# New to the forum



## PI TT ODRIE (May 27, 2009)

Hi all I have been deliberating for a while now on a new TT mainly because the car I have at the moment and for the last two /half years a A3 2.0 t s line (misano red) is such a fantastic car and did not want to regret selling it on, however early May test drove some TT'S and that my mind was made up ,went for the 2.0 tdi quattro s line (my first diesel) in monza silver ,leather/alcantara black silver , symphony 11,and bluetooth prep, the build week is 24 and really looking forward to it arriving.


----------



## YELLOW_TT (Feb 25, 2004)

Welcome now all you need to do is join the TTOC www.ttoc.co.uk


----------



## KammyTT (Jun 28, 2006)

i mate..... ive only got a mk1 so cant really offer an opinion on the mk2.

you must be from aberdeen with a forum name like that!

if so then join the club, im from aberdeen so keep in touch


----------



## PI TT ODRIE (May 27, 2009)

Cheers for the reply and yes about seven miles north of Aberdeen ,I will also look at joining the club once my new wheels arrive!


KammyTT said:


> i mate..... ive only got a mk1 so cant really offer an opinion on the mk2.
> 
> you must be from aberdeen with a forum name like that!
> 
> if so then join the club, im from aberdeen so keep in touch


----------



## Redscouse (Sep 30, 2008)

Welcome to the forum mate, and also the TDi scene 

Look forward to some pics when you pick her up


----------



## malstt (Apr 18, 2007)

Welcome to the forum. 8)


----------



## KammyTT (Jun 28, 2006)

PI TT ODRIE said:


> Cheers for the reply and yes about seven miles north of Aberdeen ,I will also look at joining the club once my new wheels arrive!
> 
> 
> KammyTT said:
> ...


im live in portlethen at the moment, where you from?

hope you can come along to one of the aberdeen meets in the future


----------



## abz001 (Jun 15, 2008)

Well come to the club friendly bunch we are barr Kammy of course hehe only joking... nice to see another fellow Deener in a MK2 when are you taking delivery? im also in the Deen, any questions on the MK2 just ask away 

Jenx


----------



## Scubu (May 10, 2009)

Hi there,

Also in Aberdeen, welcome to the forum that I joined a few weeks ago too.
I have not been on any meets yet but intend on soon.
Had my MK 2 for a short while (6 days before going offshore) can't wait to get home to drive it again.
Well maybe I mean to see what damage the fiancé has done!!!!! [smiley=bigcry.gif]

Cheers,

Scubu


----------



## jammyd (Oct 11, 2008)

Hello and welcome to the forum


----------



## PI TT ODRIE (May 27, 2009)

I am from Newmachar, please let me know the dates for the meets where and when and will do my best to come along.quote="KammyTT"]


PI TT ODRIE said:


> Cheers for the reply and yes about seven miles north of Aberdeen ,I will also look at joining the club once my new wheels arrive!
> 
> 
> KammyTT said:
> ...


im live in portlethen at the moment, where you from?

hope you can come along to one of the aberdeen meets in the future [/quote]


----------



## PI TT ODRIE (May 27, 2009)

Not sure yet when I will get delivery they are thinking third week of June . 


abz001 said:


> Well come to the club friendly bunch we are barr Kammy of course hehe only joking... nice to see another fellow Deener in a MK2 when are you taking delivery? im also in the Deen, any questions on the MK2 just ask away
> 
> Jenx


----------



## MarcL (Apr 26, 2009)

Welcome and Stand Free.

I have a Monza silver arriving 1st September.
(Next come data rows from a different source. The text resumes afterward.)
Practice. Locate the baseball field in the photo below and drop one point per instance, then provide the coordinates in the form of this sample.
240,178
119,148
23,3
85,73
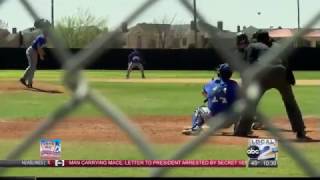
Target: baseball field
160,106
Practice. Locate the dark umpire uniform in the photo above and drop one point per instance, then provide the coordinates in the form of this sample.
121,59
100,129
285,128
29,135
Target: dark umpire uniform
273,76
135,60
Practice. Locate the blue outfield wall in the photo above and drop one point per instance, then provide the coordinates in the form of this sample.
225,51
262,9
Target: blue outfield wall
156,59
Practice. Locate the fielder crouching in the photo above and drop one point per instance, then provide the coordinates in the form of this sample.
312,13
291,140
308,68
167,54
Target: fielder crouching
221,93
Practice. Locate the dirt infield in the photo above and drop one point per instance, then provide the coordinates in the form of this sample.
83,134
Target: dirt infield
157,129
187,80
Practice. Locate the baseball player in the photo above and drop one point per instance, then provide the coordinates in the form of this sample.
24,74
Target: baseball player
135,60
32,53
276,76
220,93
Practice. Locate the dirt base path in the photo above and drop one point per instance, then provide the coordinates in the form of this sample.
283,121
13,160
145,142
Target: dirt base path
157,129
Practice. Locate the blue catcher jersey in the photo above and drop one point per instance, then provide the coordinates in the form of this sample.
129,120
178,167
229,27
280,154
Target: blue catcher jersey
39,42
221,94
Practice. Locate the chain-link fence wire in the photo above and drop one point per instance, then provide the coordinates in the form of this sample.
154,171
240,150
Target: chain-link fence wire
82,93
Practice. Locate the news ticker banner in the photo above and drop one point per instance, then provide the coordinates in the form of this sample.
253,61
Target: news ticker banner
124,163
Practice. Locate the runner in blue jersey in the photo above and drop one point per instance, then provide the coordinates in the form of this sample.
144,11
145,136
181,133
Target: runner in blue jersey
220,93
34,51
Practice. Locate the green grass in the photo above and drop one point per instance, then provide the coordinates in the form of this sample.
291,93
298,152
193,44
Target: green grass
140,99
107,151
144,99
56,75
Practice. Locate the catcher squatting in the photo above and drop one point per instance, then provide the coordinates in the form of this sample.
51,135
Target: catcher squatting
220,94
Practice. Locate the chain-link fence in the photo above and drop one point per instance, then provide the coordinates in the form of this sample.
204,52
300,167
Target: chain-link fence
82,93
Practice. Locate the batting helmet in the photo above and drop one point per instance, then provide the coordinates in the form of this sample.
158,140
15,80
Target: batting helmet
224,71
263,37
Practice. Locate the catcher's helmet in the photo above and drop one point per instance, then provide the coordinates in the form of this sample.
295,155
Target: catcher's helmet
263,36
242,38
42,24
224,71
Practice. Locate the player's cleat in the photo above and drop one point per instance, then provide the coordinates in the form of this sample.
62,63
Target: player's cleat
303,137
258,126
190,131
23,82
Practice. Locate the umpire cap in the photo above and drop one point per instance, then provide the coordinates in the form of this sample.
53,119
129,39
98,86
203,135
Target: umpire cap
224,71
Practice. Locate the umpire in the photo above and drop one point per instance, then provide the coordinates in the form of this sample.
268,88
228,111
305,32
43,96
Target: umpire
276,76
135,60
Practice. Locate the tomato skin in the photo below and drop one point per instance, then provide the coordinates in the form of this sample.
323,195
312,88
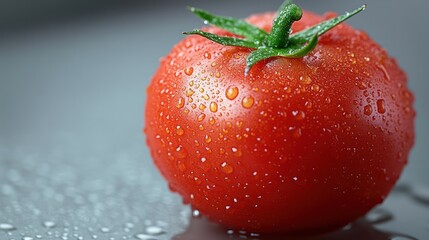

Originally had ordered one for week 22 build which would have arrived roughly the same time as yours but put in a new order and changed my spec in order to get my drive widened.

Did you see the Monza they had in the showroom? I was originally looking at Ibis but when I saw the Monza I changed my mind


----------



## KammyTT (Jun 28, 2006)

PI TT ODRIE said:


> I am from Newmachar, please let me know the dates for the meets where and when and will do my best to come along.quote="KammyTT"]
> 
> 
> PI TT ODRIE said:
> ...


my mum and dad live in newmacher..... the new houses at canmore gardens kingseat, im there all the time lol


----------



## PI TT ODRIE (May 27, 2009)

. ="MarcL"]Welcome and Stand Free.

I have a Monza silver arriving 1st September. Originally had ordered one for week 22 build which would have arrived roughly the same time as yours but put in a new order and changed my spec in order to get my drive widened.

Did you see the Monza they had in the showroom? I was originally looking at Ibis but when I saw the Monza I changed my mind [/quote]

Yes I did see the monza silver in the showroom along side a ice silver one on the 2nd May if that was the same time as you ,the monza silver looked awesome, had a test drive on sat 3rd made my decision called Monday to buy but it was sold so hence I ordered a new one on Friday slightly different spec, Ibis was also the colour i liked at first !!!!


----------



## PI TT ODRIE (May 27, 2009)

Will do saw your car pics looks ace . question for you did you put on the polished aluminium mirrors after you bought the car ? as I asked for them to but was told I could not have them fitted on the model I chose . 


Redscouse said:


> Welcome to the forum mate, and also the TDi scene
> 
> Look forward to some pics when you pick her up


----------



## H20TGP (Apr 24, 2009)

Hi there and welcome,

We have very similar tt's on order.

We have been told week 23 build and guesstimates of delivery towards the end of June maybe first week July.

Hope your estimates are more accurate [smiley=thumbsup.gif]

Keep us posted if you get any updates.

Cheers

Tom


----------



## Wallsendmag (Feb 12, 2004)

Welcome to the forum


----------



## PI TT ODRIE (May 27, 2009)

HI update on car delivery, arriving Aberdeen 1st july can collect either on 6th or 13th depending on if I wait for plate transfer , that was build week 24,you will hopefully have yours by now ! are you enjoying it!!  
quote="H20TGP"]Hi there and welcome,

We have very similar tt's on order.

We have been told week 23 build and guesstimates of delivery towards the end of June maybe first week July.

Hope your estimates are more accurate [smiley=thumbsup.gif]

Keep us posted if you get any updates.

Cheers

Tom[/quote]


----------